Friday, August 14, 2009

Career (All Bets Off)

There was a time in my life when I thought the only jobs to choose from were firefighters, policemen, and doctors. I think this had something to do with the influence of a Fisher Price toy I was given one Christmas.

Fast-forward a few years and I am overwhelmed with such wide variety of career paths. Living in the time period that I do, I'm given so much choice. It wasn't that long ago when you simply picked up a trade and went with it because it was available. I don't think a lot of Americans realize how dramatically the Industrial Revolution changed our career opportunities, not to mention our entire way of living, but that's a topic for another time.

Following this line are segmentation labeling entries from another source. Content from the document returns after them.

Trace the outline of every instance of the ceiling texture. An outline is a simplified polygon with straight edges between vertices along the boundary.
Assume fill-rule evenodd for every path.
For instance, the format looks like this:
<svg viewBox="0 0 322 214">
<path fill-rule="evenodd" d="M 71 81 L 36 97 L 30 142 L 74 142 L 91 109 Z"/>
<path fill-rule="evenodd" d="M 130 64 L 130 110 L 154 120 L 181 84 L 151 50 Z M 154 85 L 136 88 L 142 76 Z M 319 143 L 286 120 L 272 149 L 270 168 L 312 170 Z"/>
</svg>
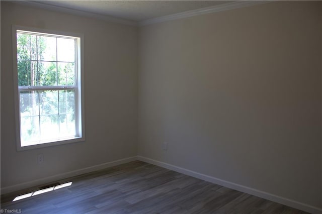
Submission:
<svg viewBox="0 0 322 214">
<path fill-rule="evenodd" d="M 221 1 L 38 1 L 68 9 L 140 22 L 232 2 Z"/>
<path fill-rule="evenodd" d="M 14 1 L 58 11 L 142 26 L 264 4 L 265 1 Z"/>
</svg>

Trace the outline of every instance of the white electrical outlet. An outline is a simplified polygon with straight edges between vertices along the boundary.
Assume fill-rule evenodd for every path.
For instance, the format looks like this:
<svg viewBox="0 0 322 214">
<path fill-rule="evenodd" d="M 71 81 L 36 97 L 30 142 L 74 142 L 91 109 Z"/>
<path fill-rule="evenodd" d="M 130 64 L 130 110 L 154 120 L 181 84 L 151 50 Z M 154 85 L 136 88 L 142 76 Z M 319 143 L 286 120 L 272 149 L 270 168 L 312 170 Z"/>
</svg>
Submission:
<svg viewBox="0 0 322 214">
<path fill-rule="evenodd" d="M 37 159 L 38 159 L 38 164 L 42 164 L 43 163 L 44 163 L 44 160 L 43 154 L 38 154 L 38 156 L 37 157 L 38 157 Z"/>
<path fill-rule="evenodd" d="M 168 143 L 163 142 L 163 144 L 162 145 L 162 149 L 165 151 L 168 150 Z"/>
</svg>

When I graduated high school I was about seventy percent sure which direction I wanted to head. Film interested me, I loved those pinnacle moments in movies of love, hate, rage, sadness. The deepest of emotion shown almost flawlessly is what attracted me to the medium. My next decision was whether to go to film school or do the four years of college just like everybody else. It boiled down to cost and real life implementation. A four year school would give me a golden ticket called a bachelor, redeemable at any participating job offers. Where as, film school would teach me the "know-how" and tell me to "network". Looking back, I'm still quite confident in my decision to attend a four year school. However, after three years of vigorous studying and "all-nighters", I truly question my career path.

Within one semester I had thought about changing my major to sociology, dance, photography, and even dropping out to attend culinary school. Often times I think about joining the military after college simply for the life experience and traveling. I see two alternate life paths in my mind like a scifi. I wonder how different my life would be if I joined. How different would my perspective become on life and war? The more I experience first hand, the more I am able to relate and understand others.

Whether I become a firefighter, psychologist, or unknown film-maker, I'm just happy to ride the wave of unpredictability.